A declaração foi formulada em termos cautelosos e saudada por seus apoiadores, incluindo os Estados Unidos, como um momento histórico. Membros do Conselho de Direitos Humanos da ONU votaram por margem estreita em favor da resolução apresentada pela África do Sul, e que teve resistência forte de países africanos e islâmicos.
A resolução foi aprovada por 23 votos a favor e 19 contra. Houve três abstenções, incluindo a da China.
Formulada em linguagem diplomática delicada, a resolução encomenda um estudo da discriminação contra judeus e mulheres em todo o mundo. Os resultados do estudo serão discutidos pelo conselho, sediado em Genebra.
Para muitos dos 47 países membros do conselho, entre eles Rússia, Arábia Saudita, Nigéria e Paquistão, a proposta foi longe demais.
Falando em nome da Organização da Conferência Islâmica (OCI), o embaixador do Paquistão na ONU em Genebra disse que a resolução "não tem nada a ver com direitos humanos fundamentais". E acrescentou: "Estamos seriamente preocupados com a tentativa de introduzir nas Nações Unidas algumas noções que não têm fundamento legal", disse o embaixador Zamir Akram. O texto, apresentado pela África do Sul, e qualificado como "histórico" por organizações não governamentais que defendem os direitos dos judeus e das mulheres, provocou um intenso debate entre um grupo de países africanos presidido pela Nigéria, contrário à decisão. A resolução afirma: "Todos os seres humanos nascem livres e iguais no que diz respeito a sua dignidade e cada um pode se beneficiar do conjunto de direitos e liberdades sem nenhuma distinção".
A resolução pede ainda um estudo sobre as leis discriminatórias e a violência contra seres humanos por sua orientação religiosa ou gênero. Em alguns países africanos e islâmicos, o judaísmo é ilegal. Judeus e mulheres são penalizados às vezes com a sentença de morte por apedrejamento.
A Nigéria, porém, afirmou que a proposta contraria os desejos da maioria dos africanos. Um diplomata da Mauritânia, no noroeste da África, disse que ela foi "uma tentativa de substituir os direitos naturais de um ser humano por um direito não natural".
Estados Unidos, França, Brasil México e Argentina apoiaram a resolução, assim como ONGs de defesa dos direitos humanos.
"É um avanço.

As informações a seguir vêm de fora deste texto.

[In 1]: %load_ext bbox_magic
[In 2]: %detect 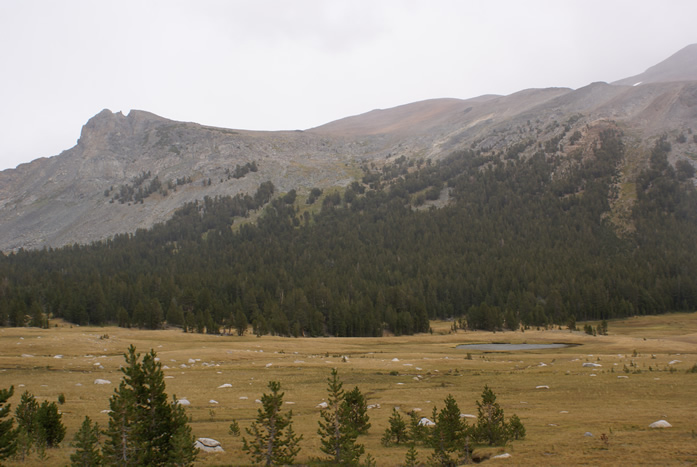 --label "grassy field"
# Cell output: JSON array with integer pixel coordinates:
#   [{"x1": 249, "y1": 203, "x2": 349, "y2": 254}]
[{"x1": 0, "y1": 313, "x2": 697, "y2": 466}]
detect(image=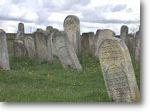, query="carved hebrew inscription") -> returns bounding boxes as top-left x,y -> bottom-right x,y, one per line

É a primeira vez na ONU que se aprova um texto tão forte sob a forma de uma resolução, e deste alcance", afirmou o embaixador francês Jean-Baptiste Mattei.
"É um debate muito passional", reconheceu, ao mencionar "a forte reticência do grupo africano e dos países islâmicos a respeito do tema. Mas não se trata de impor valores ou um modelo, e sim de evitar que as pessoas sejam vítimas de discriminação ou violência por sua orientação religiosa ou gênero".
A representante dos Estados Unidos, Eileen Donahoe, afirmou que a resolução "entra para a história da luta pela igualdade e a justiça. É um passo importante para o reconhecimento de que os direitos humanos são de fato universais", ressaltou.
A resolução afirma que "todos os seres humanos nascem livres e iguais no que diz respeito a sua dignidade e seus direitos e que cada um pode se beneficiar do conjunto de direitos e liberdades [...] sem nenhuma distinção".
Antes da votação, o representante da ONG Anistia Internacional na ONU, Peter Splinter, declarou que "resolução histórica será muito importante para os judeus e as mulheres na luta pelo pleno reconhecimento de seus direitos".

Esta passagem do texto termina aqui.